Minimis Glass Puts Fitness Tracking And Turn-By-Turn Navigation In Standalone Sports Sunglasses
While smart glasses haven’t quite become the consumer product that Google envisioned back in the day, it has definitely found its place in commercial settings, with many companies using them to help their workers in various everyday tasks. Still, there are several companies making a play at more niche applications of smart glass technologies for consumers, like using it as a smartwatch replacement or a motorcycle HUD. The Minimis Glass is a new wearable that looks to function as a fitness HUD during training.
Billed as standalone sunglasses for displaying stats and maps, the device can show beam your fitness metrics and turn-by-turn navigation directly within your line of sight, allowing you to train without having to glance at your GPS sports watch. If you like keeping track of your performance numbers while running, biking, or doing any other sport, this thing offers a way to keep a constant lock on how you’re doing without taking your eyes off the road at any point.
The Minimis Glass is a standalone smart glass, which doesn’t require a smartphone or a smartwatch to operate. That means, it has its own mini-computer in there, along with all the sensors needed for activity tracking. A tiny OLED display sits in the upper third of the lens, delivering 1080p resolution with 500 nits of brightness, so this should show very clear text and images. Other hardware details include a 64-bit quad-core Qualcomm CPU, a Qualcomm Adreno 702 GPU, 2G of RAM, and 32GB of internal storage.
What can it do? Its main function seems to be replacing your fitness tracker entirely, as it can detect your key performance metrics like time, speed, distance, and power, then display it with a mere one second delay. The device is also equipped with Bluetooth and ANT+, so you can use it with third-party sensors to track metrics like a chest strap for measuring heart rate. According to the outfit, cyclists can even pair it with the Garmin Varia for safety on the road.
The Minimis Glass also comes with navigation functions, so it can show you turn-by-turn directions directly on a map. Yes, it’s fully standalone, too, with no need to pair with a phone, so we’re guessing there’s also a GPS chip somewhere in that frame. So how long can this run on batteries with that GPS in there? Apparently, a decent amount of time, as the 1300 mAh onboard battery is rated at seven hours of continuous operation between charges, which, honestly, isn’t bad.

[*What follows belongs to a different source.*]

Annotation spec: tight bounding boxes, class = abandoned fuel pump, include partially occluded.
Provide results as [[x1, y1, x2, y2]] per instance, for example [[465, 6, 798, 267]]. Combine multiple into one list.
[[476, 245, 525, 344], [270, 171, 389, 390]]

As for the eyewear itself, it’s a wraparound pair of sports sunglasses, with all the familiar elements that make them ideal for training. You get the wraparound shape that wears securely on the face, while blocking glare, wind, and dust from all directions, so you can train without getting hassled by the elements. It’s also water-resistant and non-slip, while the lenses get anti-fog coating. It has a top-only frame and wide temples that, we’re assuming, houses a good load of the electronics. This thing uses polarized transition lenses, by the way, so it can lighten and darken depending on ambient light, allowing you to clearly see whether you do your training indoors or outdoors.